How To Write a Press Release – Using SEO
Google “how to write a press release” and you will get dozens of articles on the elements of a good traditional press release. My favorite one is “here”. A summary of the most important basic points include:
- Make sure the press release includes useful news and/or information.
- Make sure it is well written.
- Make sure it answers the basic questions of “Who, what, when, where, why, and how.”
- Put the most important information at the top.
- Make sure you write in the active voice.
- Avoid hype.
- Avoid technical terms and industry jargon.
- Keep it short (200-300 words seems to be best).
- Try to add a customer quote for gravitas.
- Include the company and/or product value proposition at least once.
If you stick to these points, pick a good PR firm such as Businesswire, internet.com, or prnewswire.com, and send it directly to high priority targets (i.e. local news, customers, industry experts and SMEs) you will be reasonably successful. However, in this day and age, that is not enough. To really claim victory you need to make sure your release lives on the internet forever, directs useful traffic to your website, and increases the prominence of your web site. In short, you need to marry the art of SEO with the substance of a traditional press release.

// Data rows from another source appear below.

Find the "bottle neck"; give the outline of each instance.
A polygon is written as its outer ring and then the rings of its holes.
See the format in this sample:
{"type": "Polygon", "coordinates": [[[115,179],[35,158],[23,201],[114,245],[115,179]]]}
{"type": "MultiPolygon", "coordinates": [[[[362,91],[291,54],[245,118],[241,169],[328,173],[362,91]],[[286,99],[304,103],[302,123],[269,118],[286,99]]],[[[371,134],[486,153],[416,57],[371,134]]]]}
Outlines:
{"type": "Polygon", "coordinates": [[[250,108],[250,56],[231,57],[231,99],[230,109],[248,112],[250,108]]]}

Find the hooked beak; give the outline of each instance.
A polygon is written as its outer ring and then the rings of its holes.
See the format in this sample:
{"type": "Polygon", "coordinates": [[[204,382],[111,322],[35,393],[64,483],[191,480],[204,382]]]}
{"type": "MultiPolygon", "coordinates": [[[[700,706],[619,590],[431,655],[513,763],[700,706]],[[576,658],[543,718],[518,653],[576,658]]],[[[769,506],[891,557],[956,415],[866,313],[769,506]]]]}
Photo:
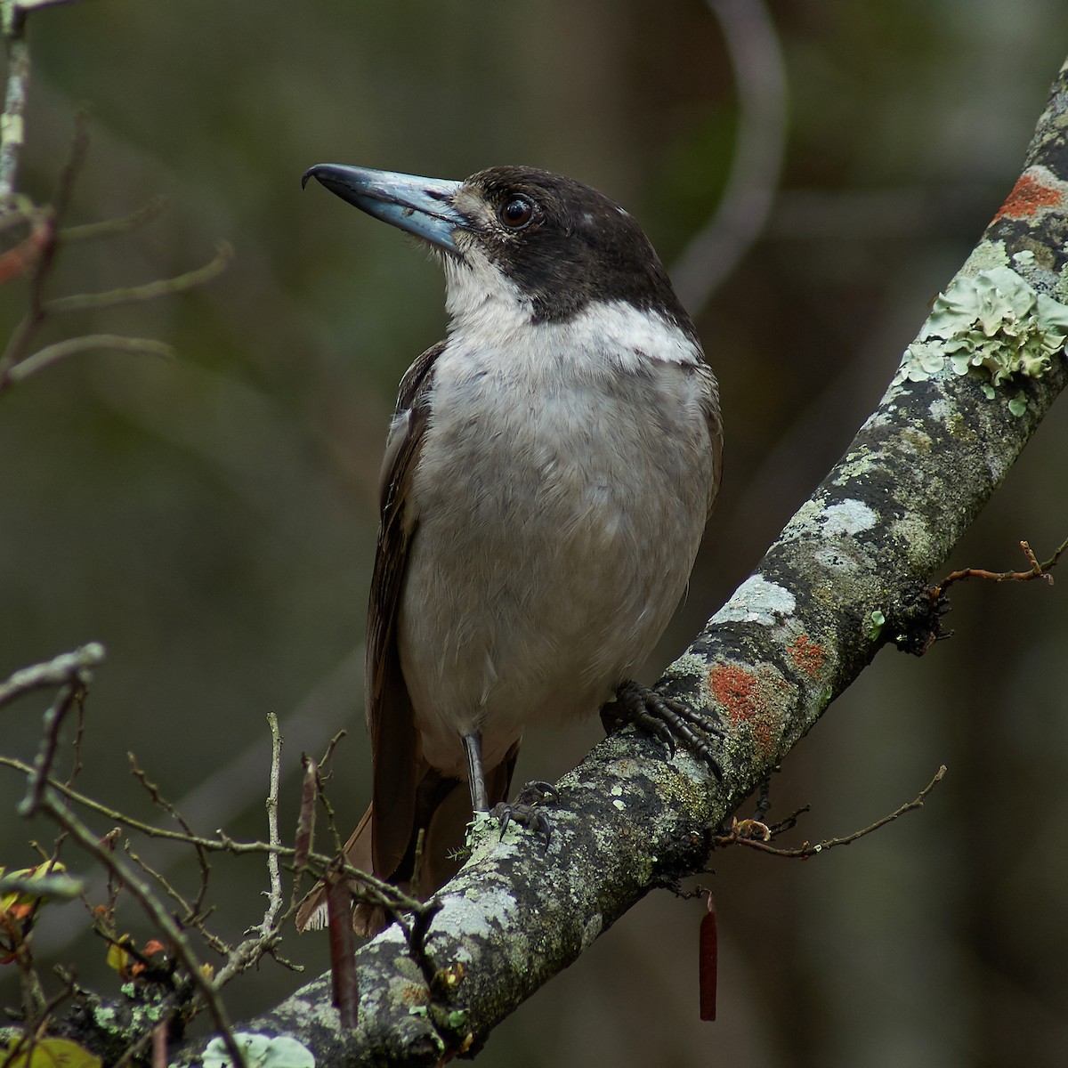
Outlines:
{"type": "Polygon", "coordinates": [[[316,163],[309,168],[300,179],[301,189],[309,178],[315,178],[361,211],[422,237],[439,249],[460,254],[453,234],[470,229],[467,219],[453,207],[453,197],[461,183],[343,163],[316,163]]]}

The good news is if you are familiar with the techniques of optimizing a website for search engines (SEO), than optimizing a press release for search engines is easy. The basic steps include:
- Picking the optimal keywords (no more than 5)
- Sprinkling these keywords throughout the title, sub-title, body, and summary of the PR.
- Adding a handful of links back to your website. The rule of thumb is one link per hundred words but I believe you can pump that up to one per 50 myself.
You will have to accept that a press release optimized for search engines will not read as well as one optimized for humans. Keywords will be repeated through the text which will come across as redundant to human readers. They key is to make it as unobtrusive as possible without sacrificing SEO. Anyone that understands SEO will be able to spot and hopefully appreciate your strategy. Hopefully the ones that do not understand SEO should not be bothered by the redundancy. Lastly, you will have to use a PR agency that allows hyperlinks in press releases (most do today, but only a few of the free ones allow them.)
I write press releases in two steps. First I write it as a traditional release sticking to the points at the top of the article. Then I optimize it for SEO. “Here” is my first example which was released via business wire’s EON service. You will see I have embedded several hyperlinks back to my web sites which if done properly will build their prominence on the web. The keywords were carefully chosen to attract viewers based a combination of Google search data and my companies value proposition and service offering.
I chose Business Wire’s EON service because it is the first of the major press release agencies that built a PR service from the ground up to be optimized for SEO. One cool feature is if you hit refresh on your browser while looking at the release you will see it grabs different pieces of the release as a highlight. This keeps it fresh for search engines thus keeping its life longer on the internet.